When we decide we want to improve our health we typically think of eating better and moving more. Taking care of yourself means taking care of ALL of yourself and that’s why I take a 360 degree approach when it comes to helping you take care of you.
One area we tend not to think about as much as we should when we decide to improve our health is our stress management.
Our stress levels have an impact on our hormones, our eating habits, our sleep habits, how much we exercise, our mood, how shouty-a-mum we are, our mental health – the list goes on and on, and yet we tend to neglect this area because life is just too busy. Or we make a throwaway comment about how we need to get more organised, maybe put a bit of work into it and then just neglect it again – usually because life gets busy again and there’s no time.
While there are a lot of areas of our life that we don’t have a huge amount of control over in terms of making them less stressful – one area we do have control over (to a point if you have a partner and kids living there too!) is our home environment.
While I don’t LOVE cleaning, I do love a clean and tidy house and the difference in my mood when the house is the latter is quite significant.
I’m not about to give you a cleaning routine – there are so many people out there who can do that so much better than me.
(I Recommend Flylady, Cleanmama or Team Tomm if you are stuck!)
I do suggest though that you try it!
Our brain likes to automate things to make them simpler and it means that it gives you more brain space to think about things that are new and not on auto-pilot. It’s how you can drive to Tesco and not remember the journey at all and yet somehow you made it there without crashing. Your brain has learnt how to drive and what to look out for and it does it on autopilot.
Imagine for a moment it’s a Wednesday morning, the sun in shining, you are about to take the kids to school you have your workout clothes on and you are really looking forward to doing a workout that you’ve been thinking about all morning.

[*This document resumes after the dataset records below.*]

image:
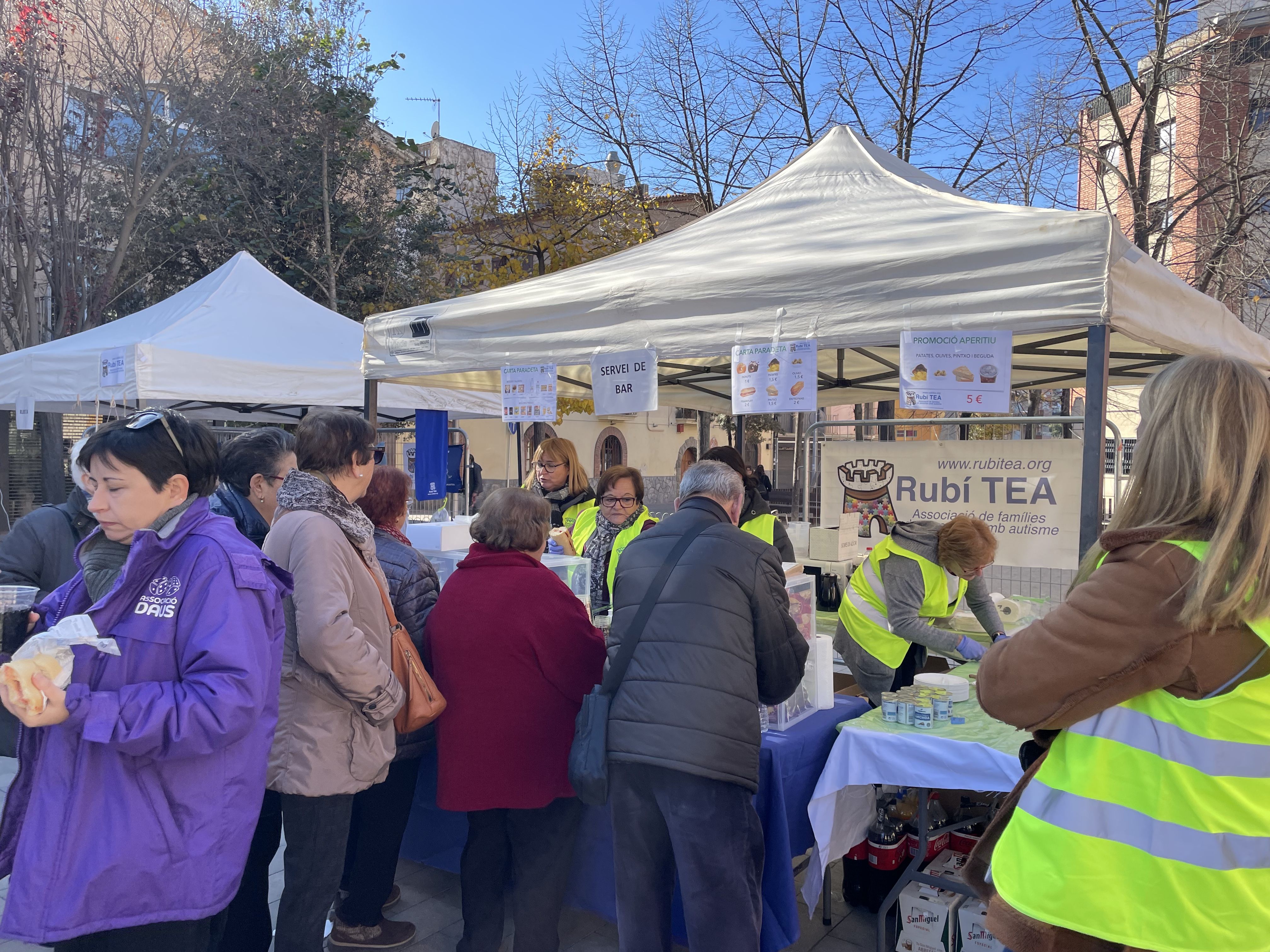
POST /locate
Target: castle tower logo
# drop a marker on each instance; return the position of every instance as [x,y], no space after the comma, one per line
[867,494]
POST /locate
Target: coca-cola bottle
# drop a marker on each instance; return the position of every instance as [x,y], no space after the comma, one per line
[935,818]
[888,856]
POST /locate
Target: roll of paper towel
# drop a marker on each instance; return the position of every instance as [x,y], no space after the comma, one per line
[1010,611]
[823,648]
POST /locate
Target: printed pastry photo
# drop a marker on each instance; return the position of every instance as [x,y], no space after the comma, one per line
[18,678]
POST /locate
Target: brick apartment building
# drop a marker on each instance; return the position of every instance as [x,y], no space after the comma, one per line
[1196,183]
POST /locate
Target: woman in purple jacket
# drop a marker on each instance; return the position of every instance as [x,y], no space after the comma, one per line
[139,786]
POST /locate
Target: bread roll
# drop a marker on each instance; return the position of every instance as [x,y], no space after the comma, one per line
[18,678]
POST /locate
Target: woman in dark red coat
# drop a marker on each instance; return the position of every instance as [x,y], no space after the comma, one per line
[513,653]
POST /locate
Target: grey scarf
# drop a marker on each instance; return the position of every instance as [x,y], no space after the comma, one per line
[600,545]
[315,494]
[103,560]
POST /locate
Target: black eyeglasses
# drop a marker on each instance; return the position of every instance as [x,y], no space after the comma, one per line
[139,422]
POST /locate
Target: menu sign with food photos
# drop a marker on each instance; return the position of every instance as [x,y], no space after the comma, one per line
[529,393]
[769,379]
[953,370]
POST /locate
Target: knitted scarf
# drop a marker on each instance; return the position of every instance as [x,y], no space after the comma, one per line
[599,546]
[314,493]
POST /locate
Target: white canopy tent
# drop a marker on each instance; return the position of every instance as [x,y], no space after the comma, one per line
[849,246]
[239,344]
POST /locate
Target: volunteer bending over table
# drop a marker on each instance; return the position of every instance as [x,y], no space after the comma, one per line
[915,575]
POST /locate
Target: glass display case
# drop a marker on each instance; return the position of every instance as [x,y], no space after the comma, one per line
[573,572]
[803,702]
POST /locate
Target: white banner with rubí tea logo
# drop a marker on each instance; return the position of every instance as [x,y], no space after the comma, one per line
[1028,490]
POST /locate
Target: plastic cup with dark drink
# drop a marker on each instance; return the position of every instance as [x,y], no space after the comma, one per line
[16,602]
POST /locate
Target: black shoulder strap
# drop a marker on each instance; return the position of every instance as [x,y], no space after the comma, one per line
[630,640]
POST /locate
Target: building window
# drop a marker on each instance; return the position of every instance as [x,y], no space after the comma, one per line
[611,452]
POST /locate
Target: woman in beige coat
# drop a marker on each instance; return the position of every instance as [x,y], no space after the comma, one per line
[338,692]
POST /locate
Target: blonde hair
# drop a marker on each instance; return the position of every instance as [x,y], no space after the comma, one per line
[1202,470]
[559,451]
[966,542]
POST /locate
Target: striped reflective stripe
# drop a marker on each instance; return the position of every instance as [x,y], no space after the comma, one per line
[859,601]
[1158,838]
[1216,758]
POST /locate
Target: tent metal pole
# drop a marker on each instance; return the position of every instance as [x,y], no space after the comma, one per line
[1093,464]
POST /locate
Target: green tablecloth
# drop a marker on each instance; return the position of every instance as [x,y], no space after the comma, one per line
[978,728]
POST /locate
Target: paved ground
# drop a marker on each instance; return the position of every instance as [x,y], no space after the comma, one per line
[430,899]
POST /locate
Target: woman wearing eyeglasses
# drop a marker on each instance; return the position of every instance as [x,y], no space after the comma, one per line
[140,784]
[558,477]
[601,534]
[253,466]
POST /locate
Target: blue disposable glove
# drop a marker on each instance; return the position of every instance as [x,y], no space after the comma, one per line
[970,649]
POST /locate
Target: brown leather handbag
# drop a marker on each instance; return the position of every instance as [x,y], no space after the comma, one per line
[423,701]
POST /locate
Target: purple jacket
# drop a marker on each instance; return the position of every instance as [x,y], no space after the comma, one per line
[140,807]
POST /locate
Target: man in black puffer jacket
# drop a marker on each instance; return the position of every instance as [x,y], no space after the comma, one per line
[684,730]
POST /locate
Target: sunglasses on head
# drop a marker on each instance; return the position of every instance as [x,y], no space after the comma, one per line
[139,422]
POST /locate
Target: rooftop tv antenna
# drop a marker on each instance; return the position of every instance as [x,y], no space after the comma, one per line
[436,99]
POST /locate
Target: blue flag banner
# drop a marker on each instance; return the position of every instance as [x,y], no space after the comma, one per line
[431,454]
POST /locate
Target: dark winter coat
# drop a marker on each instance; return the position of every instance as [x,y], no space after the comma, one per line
[756,506]
[413,588]
[229,502]
[41,549]
[719,643]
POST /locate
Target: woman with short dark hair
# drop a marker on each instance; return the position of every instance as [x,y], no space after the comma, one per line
[603,534]
[513,654]
[338,697]
[253,466]
[130,822]
[381,810]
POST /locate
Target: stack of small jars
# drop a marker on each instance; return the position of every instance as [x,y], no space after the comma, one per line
[918,707]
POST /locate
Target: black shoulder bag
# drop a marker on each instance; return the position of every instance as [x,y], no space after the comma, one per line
[588,757]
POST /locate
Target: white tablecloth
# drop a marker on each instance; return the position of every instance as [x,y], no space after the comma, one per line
[844,805]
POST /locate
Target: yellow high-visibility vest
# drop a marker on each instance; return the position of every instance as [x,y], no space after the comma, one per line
[1148,824]
[864,605]
[586,526]
[763,526]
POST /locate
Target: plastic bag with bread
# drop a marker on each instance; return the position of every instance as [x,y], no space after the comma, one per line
[50,654]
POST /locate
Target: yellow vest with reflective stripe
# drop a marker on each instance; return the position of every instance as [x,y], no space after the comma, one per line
[586,526]
[571,516]
[864,606]
[1148,824]
[763,526]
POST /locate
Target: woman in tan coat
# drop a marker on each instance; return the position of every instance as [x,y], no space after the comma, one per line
[1146,694]
[338,692]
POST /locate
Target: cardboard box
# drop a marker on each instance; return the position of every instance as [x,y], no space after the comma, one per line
[835,545]
[973,928]
[926,917]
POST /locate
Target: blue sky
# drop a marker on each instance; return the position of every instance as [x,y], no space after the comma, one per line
[468,53]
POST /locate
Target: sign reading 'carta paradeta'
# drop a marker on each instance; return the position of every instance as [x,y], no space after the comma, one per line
[949,370]
[1028,492]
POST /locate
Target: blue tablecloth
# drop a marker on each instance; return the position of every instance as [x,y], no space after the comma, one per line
[789,767]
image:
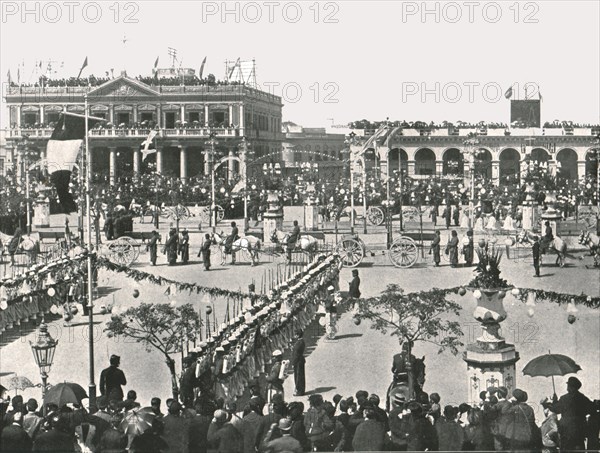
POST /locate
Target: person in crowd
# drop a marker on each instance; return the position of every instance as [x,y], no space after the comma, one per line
[284,444]
[450,434]
[520,430]
[223,435]
[32,422]
[536,255]
[573,408]
[205,251]
[452,249]
[456,214]
[13,245]
[13,437]
[250,427]
[447,215]
[233,236]
[176,429]
[152,246]
[151,440]
[469,249]
[421,433]
[184,246]
[354,285]
[435,248]
[171,246]
[549,428]
[274,378]
[317,424]
[112,379]
[433,214]
[370,434]
[298,362]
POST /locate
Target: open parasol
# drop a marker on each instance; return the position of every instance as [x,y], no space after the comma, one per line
[550,365]
[65,393]
[136,421]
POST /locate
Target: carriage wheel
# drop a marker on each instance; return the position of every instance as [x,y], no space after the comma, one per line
[351,251]
[403,252]
[375,216]
[123,251]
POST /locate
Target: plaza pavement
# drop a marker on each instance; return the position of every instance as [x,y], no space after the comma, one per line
[359,358]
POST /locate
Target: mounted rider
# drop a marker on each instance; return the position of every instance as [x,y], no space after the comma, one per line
[292,239]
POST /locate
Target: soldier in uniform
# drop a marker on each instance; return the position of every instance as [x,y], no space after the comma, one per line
[292,239]
[273,379]
[111,380]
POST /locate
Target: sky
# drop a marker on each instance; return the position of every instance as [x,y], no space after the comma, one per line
[336,61]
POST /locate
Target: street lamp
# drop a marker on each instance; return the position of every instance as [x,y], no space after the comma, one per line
[43,352]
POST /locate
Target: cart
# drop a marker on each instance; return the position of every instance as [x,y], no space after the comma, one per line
[403,252]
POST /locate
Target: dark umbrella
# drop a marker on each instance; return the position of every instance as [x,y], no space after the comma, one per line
[551,365]
[136,421]
[65,393]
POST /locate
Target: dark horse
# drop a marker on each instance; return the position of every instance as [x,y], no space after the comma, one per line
[400,390]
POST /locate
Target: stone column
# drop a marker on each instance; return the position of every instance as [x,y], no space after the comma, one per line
[159,162]
[230,161]
[183,163]
[439,167]
[136,161]
[581,169]
[113,166]
[496,172]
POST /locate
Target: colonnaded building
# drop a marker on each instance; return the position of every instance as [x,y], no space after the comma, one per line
[245,121]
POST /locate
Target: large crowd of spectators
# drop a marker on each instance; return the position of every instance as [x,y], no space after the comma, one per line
[500,421]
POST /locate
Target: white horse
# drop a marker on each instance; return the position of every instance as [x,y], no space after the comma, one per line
[250,244]
[556,245]
[593,242]
[306,243]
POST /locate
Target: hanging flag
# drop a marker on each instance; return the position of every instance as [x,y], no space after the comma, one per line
[147,147]
[202,68]
[233,68]
[82,67]
[61,154]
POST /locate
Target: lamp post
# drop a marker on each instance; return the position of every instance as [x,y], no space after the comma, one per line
[213,205]
[472,143]
[43,352]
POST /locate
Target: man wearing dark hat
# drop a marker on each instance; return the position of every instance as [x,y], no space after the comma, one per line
[111,380]
[536,255]
[573,408]
[298,362]
[284,444]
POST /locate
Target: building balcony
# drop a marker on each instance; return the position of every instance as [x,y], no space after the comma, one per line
[135,132]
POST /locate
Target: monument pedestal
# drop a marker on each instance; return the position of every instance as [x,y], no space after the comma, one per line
[490,360]
[311,217]
[41,213]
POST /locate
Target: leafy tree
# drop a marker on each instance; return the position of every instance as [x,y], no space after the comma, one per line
[158,326]
[414,318]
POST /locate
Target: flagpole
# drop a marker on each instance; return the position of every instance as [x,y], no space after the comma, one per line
[88,173]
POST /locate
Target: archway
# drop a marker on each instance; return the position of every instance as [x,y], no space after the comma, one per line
[398,160]
[567,164]
[509,164]
[425,162]
[483,164]
[454,162]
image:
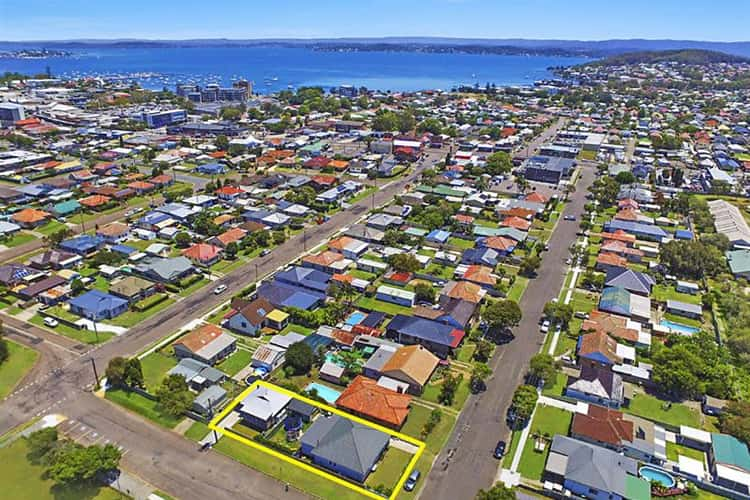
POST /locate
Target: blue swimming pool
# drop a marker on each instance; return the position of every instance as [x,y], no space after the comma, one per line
[657,476]
[355,318]
[325,392]
[678,327]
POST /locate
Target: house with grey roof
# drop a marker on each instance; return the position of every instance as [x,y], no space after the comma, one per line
[343,446]
[590,471]
[263,408]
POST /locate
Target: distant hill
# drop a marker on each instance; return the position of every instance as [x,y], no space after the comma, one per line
[685,56]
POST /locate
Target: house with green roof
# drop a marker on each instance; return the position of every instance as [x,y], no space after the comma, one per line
[730,463]
[65,208]
[739,263]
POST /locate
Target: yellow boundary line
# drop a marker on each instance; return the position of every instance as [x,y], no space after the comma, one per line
[214,426]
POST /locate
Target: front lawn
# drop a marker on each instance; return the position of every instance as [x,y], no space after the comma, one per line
[155,367]
[548,422]
[299,478]
[131,317]
[23,480]
[82,335]
[654,409]
[372,304]
[143,406]
[390,468]
[20,360]
[235,362]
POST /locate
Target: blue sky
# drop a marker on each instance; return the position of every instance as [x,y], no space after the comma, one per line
[718,20]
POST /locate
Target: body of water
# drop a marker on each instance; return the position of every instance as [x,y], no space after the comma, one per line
[275,68]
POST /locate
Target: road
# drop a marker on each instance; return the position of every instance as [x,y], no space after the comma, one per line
[160,456]
[466,463]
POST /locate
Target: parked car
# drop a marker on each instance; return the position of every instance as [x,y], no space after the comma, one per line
[411,481]
[545,326]
[499,450]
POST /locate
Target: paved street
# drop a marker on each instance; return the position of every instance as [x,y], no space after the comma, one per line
[466,463]
[159,456]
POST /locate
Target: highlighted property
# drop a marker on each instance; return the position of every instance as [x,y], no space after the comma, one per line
[318,428]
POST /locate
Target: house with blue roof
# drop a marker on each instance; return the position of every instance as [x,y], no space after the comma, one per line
[440,338]
[305,277]
[211,169]
[438,236]
[483,256]
[638,229]
[285,295]
[84,245]
[97,305]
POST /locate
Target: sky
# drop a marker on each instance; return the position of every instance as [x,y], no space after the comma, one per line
[715,20]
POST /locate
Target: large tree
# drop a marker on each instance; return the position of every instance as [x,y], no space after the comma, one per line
[502,314]
[174,396]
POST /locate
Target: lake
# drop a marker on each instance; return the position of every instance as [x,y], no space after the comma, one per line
[276,68]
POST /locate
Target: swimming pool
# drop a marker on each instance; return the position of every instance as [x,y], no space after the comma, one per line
[679,327]
[325,392]
[355,318]
[657,476]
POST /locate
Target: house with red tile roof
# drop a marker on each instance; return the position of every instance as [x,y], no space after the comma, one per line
[95,201]
[203,254]
[366,399]
[31,217]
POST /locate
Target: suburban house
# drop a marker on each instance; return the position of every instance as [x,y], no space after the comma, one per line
[412,365]
[208,344]
[97,305]
[591,471]
[263,408]
[203,254]
[132,288]
[439,338]
[249,317]
[729,461]
[344,447]
[365,398]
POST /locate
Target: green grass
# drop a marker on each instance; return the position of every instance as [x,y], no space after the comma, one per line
[20,360]
[235,362]
[390,469]
[519,286]
[432,392]
[460,243]
[50,227]
[197,431]
[274,467]
[662,293]
[23,480]
[548,421]
[440,271]
[674,450]
[142,406]
[131,318]
[654,409]
[82,335]
[373,304]
[155,367]
[559,387]
[18,239]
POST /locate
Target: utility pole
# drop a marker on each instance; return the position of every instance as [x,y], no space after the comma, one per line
[96,375]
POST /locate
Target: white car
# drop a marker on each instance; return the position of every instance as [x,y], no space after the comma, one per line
[545,326]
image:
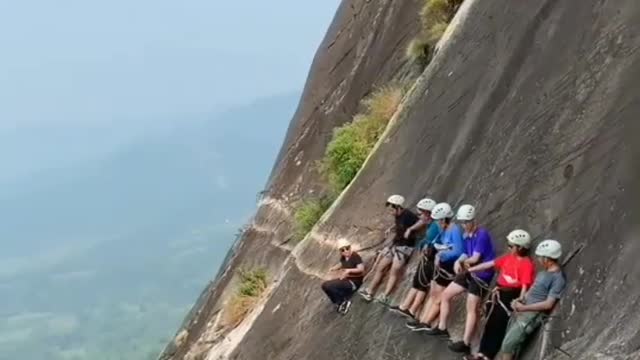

So, you drop the kids off – and you walk into your home and your heart sinks as you walk in through the door because there is stuff everywhere, you’ve just remembered you haven’t done a load of laundry for a few days and if you don’t wash clothes today nobody will have uniform tomorrow. The floor is grubby, you should really clean that, but first you need to hoover through and that will mean tidying first and by the time you’ve done (and all the random bits that get added on each time you do a task) either it’s going to be time to pick up the kids again or it’s going to be time to pick the kids up or you know you will just not be bothered to do your workout.
And so it repeats.
Day after day.
Imagine with me…
Now, imagine with me the same vision – but this time when you walk through the door that you still have the same things you need to do as a mum, but it’s okay because you do a load of laundry every morning as part of your morning routine – so that’s not a stress for you, you do 15 minute house resets throughout the day where you put everything away so you know the stuff left out from the morning rush will only take you 10 minutes to put away. The floor is a bit grubby but that’s okay because Thursday is floor washing day, it was done last thursday and you will do it again tomorrow – so it’s all in control.
You do your workout.
Now do you see why I am trying to push a routine on you?
Having a routine in place doesn’t mean that you are being rigid and boring – call it a rhythm if you prefer. It’s just the natural way your day goes (with a bit of intention from you).
Having a routine makes your day so much less stressful because the more you do it, the more automated it becomes, and before long your house will pretty much take care of itself.
Which leaves you more time to take care of yourself.
How do I find or make a routine?
There’s two ways to go about creating your routine – you can either sit down or walk room to room making a list of all the things you need to do on a daily/weekly/monthly/quarterly/annual basis and then see how you can fit those things in to your week.
If you are working or out all day on a Thursday – Thursday isn’t the day to do the weekly clean of your home.
Make it work for you.
The second way, is to follow a ready made routine for a while until you find your feet with it and then tweak it to make it work better for you.
There are so many routines out there, I promise there will be something that works for you.
- Task a day routines (Bathroom Monday, Dust Tuesday, Hoover Wednesday etc).
- Block cleaning (One day of cleaning, a second day for a specific zone or area of your home)
- Room a day cleaning (Bathroom Monday, Kitchen Tuesday, Living room Wednesday etc)
- Area cleaning (each week of the month is for a specific area – kitchen week 1, living room week2)
It all depends on what suits you and your personality.
If you were wondering, I’m a block cleaning kinda girl.
A good tip to remember is that the less stuff you have, the less mess you will have and the less you will have to clean.
It that isn’t big enough motivation to get decluttering, I don’t know what is!
The point of the routine is not to have an immaculate house all the time, it’s to take the pressure off it for you.
Your home should be somewhere you want to escape to, not escape from.
Do you have a routine? Share it in the comments!